Classifying & Ranking Risks in Industrial Networks: Process & Examples

Instructor: Giorgos-Nektarios Panayotidis

George-Nektarios has worked as a tutor and student consultant for five years and has a 4-year university degree in Applied Informatics.

In this lesson, we will look into the risk assessment and management in Industrial Networks. We will delve into specific related courses of action: risk ranking and classification with the help of a few examples.

Day to Day Risks

Let us imagine that you find yourself babysitting a toddler nephew in your home. You find yourself thinking of the potential hazardous areas or spots in your house and how the toddler may be possibly harmed in certain circumstances. Naturally, you would first think of the most dreadful out of them all and make sure you have secured them so that the little one cannot do anything too reckless with them. Such hazards might be items to choke on, sharp instruments, sockets, steep staircases and the like. After that, you would look for secondary possible dangers lurking, such as open windows with drafts of cold air and more. In a few words, you would spontaneously categorize the hazards so that you take appropriate measures.

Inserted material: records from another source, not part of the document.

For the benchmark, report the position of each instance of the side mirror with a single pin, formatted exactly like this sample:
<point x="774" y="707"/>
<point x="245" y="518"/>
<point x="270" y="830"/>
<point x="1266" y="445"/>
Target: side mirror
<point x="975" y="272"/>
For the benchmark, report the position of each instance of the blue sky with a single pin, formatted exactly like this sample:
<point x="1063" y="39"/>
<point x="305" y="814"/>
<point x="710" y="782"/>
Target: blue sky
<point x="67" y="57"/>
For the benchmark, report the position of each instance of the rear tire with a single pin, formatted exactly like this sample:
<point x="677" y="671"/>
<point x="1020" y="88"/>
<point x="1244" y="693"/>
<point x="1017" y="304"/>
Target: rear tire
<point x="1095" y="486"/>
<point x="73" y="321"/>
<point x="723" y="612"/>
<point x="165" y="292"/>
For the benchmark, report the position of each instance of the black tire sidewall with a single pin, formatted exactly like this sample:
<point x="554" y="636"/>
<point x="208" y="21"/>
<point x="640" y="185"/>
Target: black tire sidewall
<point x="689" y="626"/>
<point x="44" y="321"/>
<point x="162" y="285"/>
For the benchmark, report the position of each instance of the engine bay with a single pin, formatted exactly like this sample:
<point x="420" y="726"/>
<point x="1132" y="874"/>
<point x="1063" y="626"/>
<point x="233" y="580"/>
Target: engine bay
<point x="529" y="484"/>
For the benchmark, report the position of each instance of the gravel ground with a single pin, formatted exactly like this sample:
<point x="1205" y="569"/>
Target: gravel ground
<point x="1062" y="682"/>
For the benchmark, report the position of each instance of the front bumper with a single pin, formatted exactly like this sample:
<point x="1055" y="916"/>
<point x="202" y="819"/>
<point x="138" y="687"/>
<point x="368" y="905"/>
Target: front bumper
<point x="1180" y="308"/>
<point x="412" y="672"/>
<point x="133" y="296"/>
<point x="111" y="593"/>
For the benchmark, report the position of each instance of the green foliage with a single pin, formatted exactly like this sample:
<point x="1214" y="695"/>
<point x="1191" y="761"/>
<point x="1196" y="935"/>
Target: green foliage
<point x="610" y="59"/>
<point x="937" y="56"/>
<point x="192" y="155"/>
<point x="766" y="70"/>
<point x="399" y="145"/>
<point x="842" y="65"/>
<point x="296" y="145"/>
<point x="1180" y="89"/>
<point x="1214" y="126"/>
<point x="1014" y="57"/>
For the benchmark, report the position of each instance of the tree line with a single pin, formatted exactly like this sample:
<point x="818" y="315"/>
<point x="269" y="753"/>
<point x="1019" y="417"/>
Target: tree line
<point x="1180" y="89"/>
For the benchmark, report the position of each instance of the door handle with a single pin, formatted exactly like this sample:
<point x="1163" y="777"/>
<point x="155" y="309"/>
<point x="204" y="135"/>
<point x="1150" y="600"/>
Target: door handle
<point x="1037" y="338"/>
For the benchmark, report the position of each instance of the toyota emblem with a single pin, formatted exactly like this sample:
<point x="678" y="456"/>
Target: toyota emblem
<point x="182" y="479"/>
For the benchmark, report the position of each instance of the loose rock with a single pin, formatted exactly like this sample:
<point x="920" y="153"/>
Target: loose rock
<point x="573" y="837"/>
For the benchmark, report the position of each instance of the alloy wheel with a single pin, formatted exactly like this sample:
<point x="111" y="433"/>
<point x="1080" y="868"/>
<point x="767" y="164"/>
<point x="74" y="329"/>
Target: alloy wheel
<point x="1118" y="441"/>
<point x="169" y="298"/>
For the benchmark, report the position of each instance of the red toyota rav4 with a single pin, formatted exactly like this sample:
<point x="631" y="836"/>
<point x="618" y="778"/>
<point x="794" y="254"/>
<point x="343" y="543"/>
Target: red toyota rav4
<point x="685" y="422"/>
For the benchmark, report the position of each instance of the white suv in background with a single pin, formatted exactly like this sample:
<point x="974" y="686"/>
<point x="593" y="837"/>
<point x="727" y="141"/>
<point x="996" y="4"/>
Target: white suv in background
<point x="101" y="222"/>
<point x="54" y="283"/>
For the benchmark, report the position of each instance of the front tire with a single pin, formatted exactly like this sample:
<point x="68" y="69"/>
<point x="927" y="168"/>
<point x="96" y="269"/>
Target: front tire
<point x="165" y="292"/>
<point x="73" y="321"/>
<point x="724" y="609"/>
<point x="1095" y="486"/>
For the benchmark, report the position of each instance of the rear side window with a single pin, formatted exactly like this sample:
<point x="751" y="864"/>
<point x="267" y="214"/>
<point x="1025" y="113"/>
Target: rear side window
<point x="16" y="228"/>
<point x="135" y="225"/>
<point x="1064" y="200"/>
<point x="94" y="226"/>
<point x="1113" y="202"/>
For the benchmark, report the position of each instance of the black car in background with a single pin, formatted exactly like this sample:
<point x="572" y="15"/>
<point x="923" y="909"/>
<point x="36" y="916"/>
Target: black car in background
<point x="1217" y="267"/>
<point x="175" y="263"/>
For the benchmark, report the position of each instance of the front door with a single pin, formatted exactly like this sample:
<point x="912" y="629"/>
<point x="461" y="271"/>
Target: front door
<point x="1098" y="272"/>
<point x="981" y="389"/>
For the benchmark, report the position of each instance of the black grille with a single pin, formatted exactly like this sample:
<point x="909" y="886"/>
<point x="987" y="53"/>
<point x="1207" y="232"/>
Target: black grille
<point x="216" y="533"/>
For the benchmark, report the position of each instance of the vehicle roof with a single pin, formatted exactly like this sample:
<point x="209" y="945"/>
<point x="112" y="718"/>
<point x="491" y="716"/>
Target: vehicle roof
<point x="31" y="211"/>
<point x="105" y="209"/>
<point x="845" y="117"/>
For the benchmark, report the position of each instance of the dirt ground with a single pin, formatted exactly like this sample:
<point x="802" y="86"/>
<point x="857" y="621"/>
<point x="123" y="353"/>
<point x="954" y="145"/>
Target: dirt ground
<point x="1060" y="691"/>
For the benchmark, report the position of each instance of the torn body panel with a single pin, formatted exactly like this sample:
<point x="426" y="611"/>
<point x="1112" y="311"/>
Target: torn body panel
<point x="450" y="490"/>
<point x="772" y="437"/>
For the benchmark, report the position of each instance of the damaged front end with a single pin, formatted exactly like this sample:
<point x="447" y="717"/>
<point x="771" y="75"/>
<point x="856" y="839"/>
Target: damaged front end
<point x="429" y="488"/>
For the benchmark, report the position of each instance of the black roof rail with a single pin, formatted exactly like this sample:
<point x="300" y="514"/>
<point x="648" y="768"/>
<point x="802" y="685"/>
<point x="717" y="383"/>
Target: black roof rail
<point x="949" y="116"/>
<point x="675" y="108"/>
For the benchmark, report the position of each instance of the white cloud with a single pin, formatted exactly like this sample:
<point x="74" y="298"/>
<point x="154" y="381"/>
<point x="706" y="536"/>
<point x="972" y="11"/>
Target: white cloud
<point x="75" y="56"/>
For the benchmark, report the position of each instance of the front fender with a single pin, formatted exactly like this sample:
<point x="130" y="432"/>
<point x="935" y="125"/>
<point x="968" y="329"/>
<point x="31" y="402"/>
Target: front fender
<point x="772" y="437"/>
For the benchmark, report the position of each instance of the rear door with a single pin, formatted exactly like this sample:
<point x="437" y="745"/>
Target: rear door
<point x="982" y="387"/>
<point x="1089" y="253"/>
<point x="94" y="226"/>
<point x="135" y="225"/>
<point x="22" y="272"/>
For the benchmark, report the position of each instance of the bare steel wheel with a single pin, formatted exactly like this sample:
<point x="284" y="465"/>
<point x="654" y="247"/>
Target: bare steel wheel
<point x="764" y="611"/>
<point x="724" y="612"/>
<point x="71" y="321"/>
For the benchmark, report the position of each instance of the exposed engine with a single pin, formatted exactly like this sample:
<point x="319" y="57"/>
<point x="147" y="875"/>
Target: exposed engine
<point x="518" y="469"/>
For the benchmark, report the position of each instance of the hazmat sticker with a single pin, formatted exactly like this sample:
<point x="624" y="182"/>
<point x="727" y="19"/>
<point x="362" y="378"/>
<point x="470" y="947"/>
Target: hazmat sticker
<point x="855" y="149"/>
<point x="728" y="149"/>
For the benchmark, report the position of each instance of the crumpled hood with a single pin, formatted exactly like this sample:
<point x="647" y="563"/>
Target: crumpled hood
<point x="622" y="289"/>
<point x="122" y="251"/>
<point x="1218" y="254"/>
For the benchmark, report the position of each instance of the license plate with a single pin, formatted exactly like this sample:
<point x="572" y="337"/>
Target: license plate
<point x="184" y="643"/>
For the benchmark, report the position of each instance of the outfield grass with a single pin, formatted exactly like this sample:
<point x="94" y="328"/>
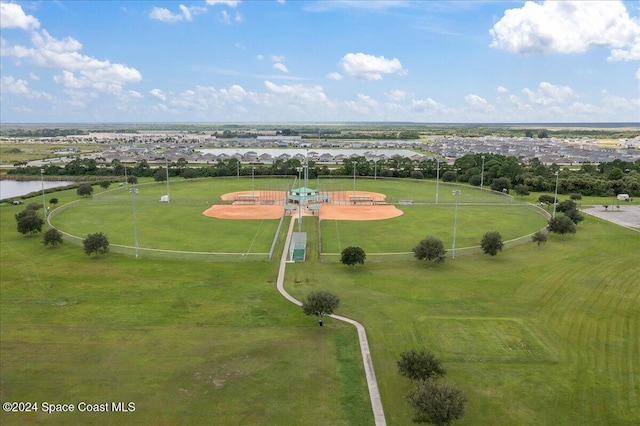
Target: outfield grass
<point x="178" y="225"/>
<point x="532" y="336"/>
<point x="421" y="221"/>
<point x="188" y="342"/>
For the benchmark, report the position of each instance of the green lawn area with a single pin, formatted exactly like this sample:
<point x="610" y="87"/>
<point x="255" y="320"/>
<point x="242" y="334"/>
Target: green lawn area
<point x="546" y="335"/>
<point x="532" y="336"/>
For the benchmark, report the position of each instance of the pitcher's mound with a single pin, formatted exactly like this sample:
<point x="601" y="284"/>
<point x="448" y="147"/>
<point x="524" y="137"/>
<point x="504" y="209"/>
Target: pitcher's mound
<point x="244" y="212"/>
<point x="359" y="212"/>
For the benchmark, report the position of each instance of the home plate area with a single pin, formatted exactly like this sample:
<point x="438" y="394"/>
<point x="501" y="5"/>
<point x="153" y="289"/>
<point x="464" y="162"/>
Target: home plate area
<point x="331" y="205"/>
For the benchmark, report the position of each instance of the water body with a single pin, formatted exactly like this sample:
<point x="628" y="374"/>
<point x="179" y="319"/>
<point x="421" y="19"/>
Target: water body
<point x="16" y="188"/>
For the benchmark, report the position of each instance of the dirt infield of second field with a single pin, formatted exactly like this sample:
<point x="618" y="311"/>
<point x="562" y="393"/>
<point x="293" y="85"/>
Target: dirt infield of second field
<point x="343" y="210"/>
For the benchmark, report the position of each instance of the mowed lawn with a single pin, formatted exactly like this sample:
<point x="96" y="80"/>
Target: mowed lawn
<point x="187" y="342"/>
<point x="402" y="233"/>
<point x="532" y="336"/>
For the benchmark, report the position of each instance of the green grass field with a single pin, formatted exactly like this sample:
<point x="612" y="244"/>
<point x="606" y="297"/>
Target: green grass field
<point x="531" y="336"/>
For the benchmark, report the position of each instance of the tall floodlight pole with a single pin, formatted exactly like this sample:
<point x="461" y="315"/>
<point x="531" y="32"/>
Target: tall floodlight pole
<point x="166" y="165"/>
<point x="375" y="165"/>
<point x="555" y="197"/>
<point x="299" y="170"/>
<point x="253" y="185"/>
<point x="354" y="178"/>
<point x="437" y="177"/>
<point x="44" y="206"/>
<point x="133" y="192"/>
<point x="455" y="223"/>
<point x="482" y="174"/>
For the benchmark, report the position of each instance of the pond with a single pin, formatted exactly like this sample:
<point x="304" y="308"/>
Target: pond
<point x="15" y="188"/>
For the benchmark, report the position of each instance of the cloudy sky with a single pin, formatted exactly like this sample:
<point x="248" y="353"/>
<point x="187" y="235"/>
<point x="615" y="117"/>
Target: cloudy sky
<point x="319" y="61"/>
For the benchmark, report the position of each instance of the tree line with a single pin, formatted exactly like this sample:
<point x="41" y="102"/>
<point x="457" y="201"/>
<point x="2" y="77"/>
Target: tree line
<point x="501" y="173"/>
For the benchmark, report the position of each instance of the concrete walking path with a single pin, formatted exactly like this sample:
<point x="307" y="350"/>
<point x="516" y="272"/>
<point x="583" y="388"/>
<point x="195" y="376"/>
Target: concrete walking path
<point x="374" y="393"/>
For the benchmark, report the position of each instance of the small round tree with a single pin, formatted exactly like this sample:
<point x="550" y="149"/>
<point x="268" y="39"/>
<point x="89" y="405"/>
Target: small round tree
<point x="492" y="243"/>
<point x="85" y="190"/>
<point x="97" y="243"/>
<point x="420" y="365"/>
<point x="437" y="404"/>
<point x="539" y="238"/>
<point x="353" y="255"/>
<point x="320" y="303"/>
<point x="561" y="225"/>
<point x="430" y="248"/>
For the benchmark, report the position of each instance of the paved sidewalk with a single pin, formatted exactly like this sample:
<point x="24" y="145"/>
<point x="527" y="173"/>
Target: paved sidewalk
<point x="374" y="393"/>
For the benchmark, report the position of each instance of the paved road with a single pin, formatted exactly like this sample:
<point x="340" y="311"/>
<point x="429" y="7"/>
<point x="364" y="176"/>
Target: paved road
<point x="374" y="393"/>
<point x="627" y="215"/>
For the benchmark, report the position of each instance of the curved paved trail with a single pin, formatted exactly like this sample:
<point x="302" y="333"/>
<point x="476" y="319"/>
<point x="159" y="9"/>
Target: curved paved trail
<point x="374" y="393"/>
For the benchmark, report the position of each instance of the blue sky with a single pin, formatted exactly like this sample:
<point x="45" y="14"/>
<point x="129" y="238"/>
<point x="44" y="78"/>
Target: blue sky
<point x="319" y="61"/>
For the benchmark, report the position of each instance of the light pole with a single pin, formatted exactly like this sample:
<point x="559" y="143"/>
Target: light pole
<point x="166" y="165"/>
<point x="354" y="178"/>
<point x="437" y="177"/>
<point x="44" y="206"/>
<point x="555" y="197"/>
<point x="455" y="223"/>
<point x="482" y="174"/>
<point x="253" y="185"/>
<point x="133" y="192"/>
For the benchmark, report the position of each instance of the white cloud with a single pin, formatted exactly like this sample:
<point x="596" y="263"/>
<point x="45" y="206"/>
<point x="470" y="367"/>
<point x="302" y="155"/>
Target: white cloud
<point x="281" y="67"/>
<point x="396" y="95"/>
<point x="567" y="27"/>
<point x="369" y="67"/>
<point x="12" y="16"/>
<point x="230" y="3"/>
<point x="548" y="93"/>
<point x="478" y="103"/>
<point x="186" y="14"/>
<point x="49" y="52"/>
<point x="158" y="94"/>
<point x="298" y="93"/>
<point x="363" y="105"/>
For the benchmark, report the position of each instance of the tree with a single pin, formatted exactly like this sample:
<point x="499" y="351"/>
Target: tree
<point x="437" y="404"/>
<point x="522" y="190"/>
<point x="574" y="215"/>
<point x="29" y="222"/>
<point x="566" y="205"/>
<point x="96" y="243"/>
<point x="160" y="175"/>
<point x="421" y="365"/>
<point x="561" y="225"/>
<point x="539" y="238"/>
<point x="352" y="255"/>
<point x="449" y="176"/>
<point x="430" y="248"/>
<point x="85" y="190"/>
<point x="320" y="303"/>
<point x="491" y="243"/>
<point x="53" y="237"/>
<point x="500" y="184"/>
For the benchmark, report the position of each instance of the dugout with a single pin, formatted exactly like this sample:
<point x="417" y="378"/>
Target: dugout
<point x="298" y="247"/>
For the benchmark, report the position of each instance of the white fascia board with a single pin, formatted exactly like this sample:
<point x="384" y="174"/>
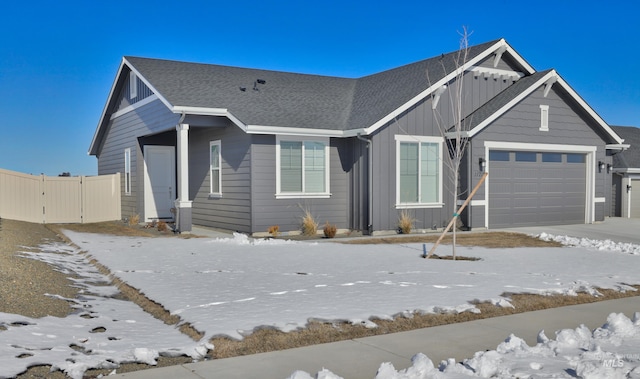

Similar is the case with risk assessment in industrial networks, as the procedures of ranking and classification are put to use, which is what we will be looking into in this lesson.

Risk Assessment

The document NIST SP 800-30 is a special and impactful publication regarding risk management by the US National Institute of Standards and Technology (NIST), according to which there are four steps to be consecutively followed:

  • Risk Framing (acknowledgement/definition)
  • Risk Assessment
  • Risk Response
  • Risk Monitoring

What we are interested in this particular lesson is exclusively the second step of the process, that is, risk assessment, which includes two elements: Risk Classification and Risk Ranking.

Risk Classification

Risk classification in industrial systems is considered synonymous with the DREAD model. DREAD was popularized by Microsoft and is in fact an acronym according to which security risks for such systems are classified. DREAD stands for the following:

Damage potential

It is related to confidentiality of sensitive information or even ''owning the box'', in that the adversary gains full admin privileges.


This is a measure of the ease of reproduction and the authorization rights one needs to relaunch the attack.


Exploitability is a metric evaluating the programming skills necessary, the time and the sophistication of the tools needed in order to launch the attack.

Affected users

This is measure of the percentage of users that the attack is bound to have an impact on and the number of features and configurations affected.


Lastly, discoverability is a measure of the noticeability or obscurity of the bug caused by the attack.

Risk Ranking

The aforementioned DREAD model isn't only used for risk classification purposes. It is also used for rating or ranking the hazards in each class according to the severity of each. Please note that the ranking itself is qualitative. More specifically, the guidelines the ranking makes use of is as below:


A ''High'' rating accompanies the most potentially disastrous risks. An attack which grants the highest authorization, which is readily launched, which needs very low programming skills etc. is rated as such.


A ''Medium'' rating is used when the respective hazard is moderate. In other words, according to the risk classification, there is a moderately severe leak of sensitive info, the attack could be reproduced or exploited without too much time, authorization privileges or programming skills etc.


A ''Low'' rating in turn implies a relatively small risk: sophisticated tools are required to exploit the attack, its impact is very obscure or requires admin privileges in order to discover it and the like.